Case in point: The past week saw steep losses inflicted on the entire uranium space, as a broader stock-market selloff punished the most speculative pockets of the market. Cameco’s share price dove 9 per cent on the week.
Looking past short-term volatility, a brighter future almost certainly lies ahead for uranium producers such as Cameco, said Ross Healy, the chairman of Toronto-based research firm Strategic Analysis Corp. The urgency to reduce carbon emissions has several governments planning to build new nuclear power plants, ensuring plenty of future demand for uranium.
“The question for an investor in Cameco is: How patient are you?” Mr. Healy said. “This is one of those stocks you have to put away and almost ignore it.”
While hardly a forceful bull case, it’s a big improvement on the prevailing investor attitude toward the company over the past decade.
In 2011, when a 9.1-magnitude earthquake struck off the coast of Japan, it triggered enormous tsunami waves that killed thousands and triggered meltdowns in the reactors of the Fukushima Daiichi power plant.
The disaster cast a pall over the entire business of nuclear-power generation. Japan initially shut down its entire industry, then the world’s third-largest, while other countries decommissioned reactors. The clean energy movement focused instead on wind and solar.
Demand for uranium, the fuel used in nuclear reactors, collapsed. A global glut forced Cameco to shut down its McArthur River mine in northern Saskatchewan, and the company still has no plans to fire it back up.
From its peak in 2011 until a year ago, Cameco’s stock steadily diminished, losing roughly 70 per cent of its value.
But with the urgency around decarbonization rising, nuclear is getting another look. China has 150 new reactors planned over the next 15 years, France is expanding its nuclear energy program for the first time in decades, and even Japan has vowed to restart plants that have been shuttered since 2011.
“There is no clear pathway to sustainably achieve both electrification and decarbonization, while maintaining a secure, affordable and stable electricity grid, without having nuclear in the toolbox,” Tim Gitzel, the chief executive officer of Cameco, said in a call with analysts in October.

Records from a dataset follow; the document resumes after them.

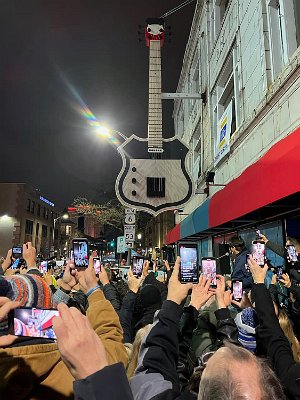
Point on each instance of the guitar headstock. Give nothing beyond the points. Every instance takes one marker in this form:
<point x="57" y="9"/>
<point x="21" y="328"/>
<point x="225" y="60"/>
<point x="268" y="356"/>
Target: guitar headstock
<point x="155" y="30"/>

That new vision for nuclear has captured the imagination of the retail investing masses congregating on stock forums such as Reddit. A speculative rally in all things uranium pushed up Cameco’s stock by 55 per cent over a one-month stretch beginning last August.
“Speculators grabbed the thesis and ran with it,” Mr. Healy said. “At this point, we’d need earnings to go up five times to make the stock even remotely reasonably valued.”

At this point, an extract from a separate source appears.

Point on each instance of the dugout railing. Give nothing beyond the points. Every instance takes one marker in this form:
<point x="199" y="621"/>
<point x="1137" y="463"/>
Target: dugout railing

Even after this week’s dip, Cameco’s stock is still trading at well over 100 times next year’s forecasted earnings.
Even though uranium is currently changing hands for about US$46 per pound, Cameco’s stock has been trading at levels that would be associated with a price of about US$80, said Bryden Teich, a portfolio manager at Avenue Investment Management. “There’s a lot of optimism being priced in,” he said.

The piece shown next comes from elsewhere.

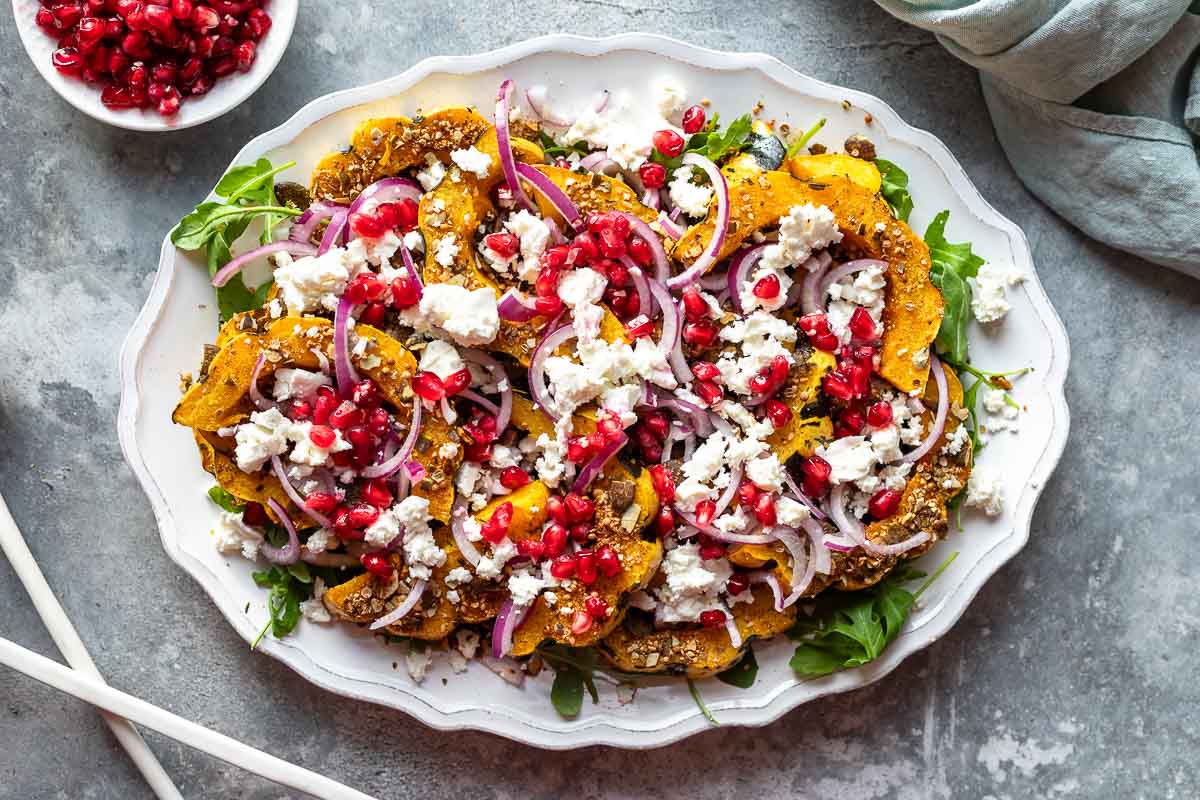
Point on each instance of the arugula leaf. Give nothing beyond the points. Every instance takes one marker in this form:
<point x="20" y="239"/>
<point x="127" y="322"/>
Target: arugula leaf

And while he agrees that nuclear power is crucial to the emissions reduction targets set out in the COP26 climate agreement, Mr. Teich is skeptical of the political process required to build reactors that will run for several decades.
“It requires very, very long-term planning from government, and I’m not seeing a ton of that in the West or Europe,” he said. “These things are highly susceptible to shifting political winds.”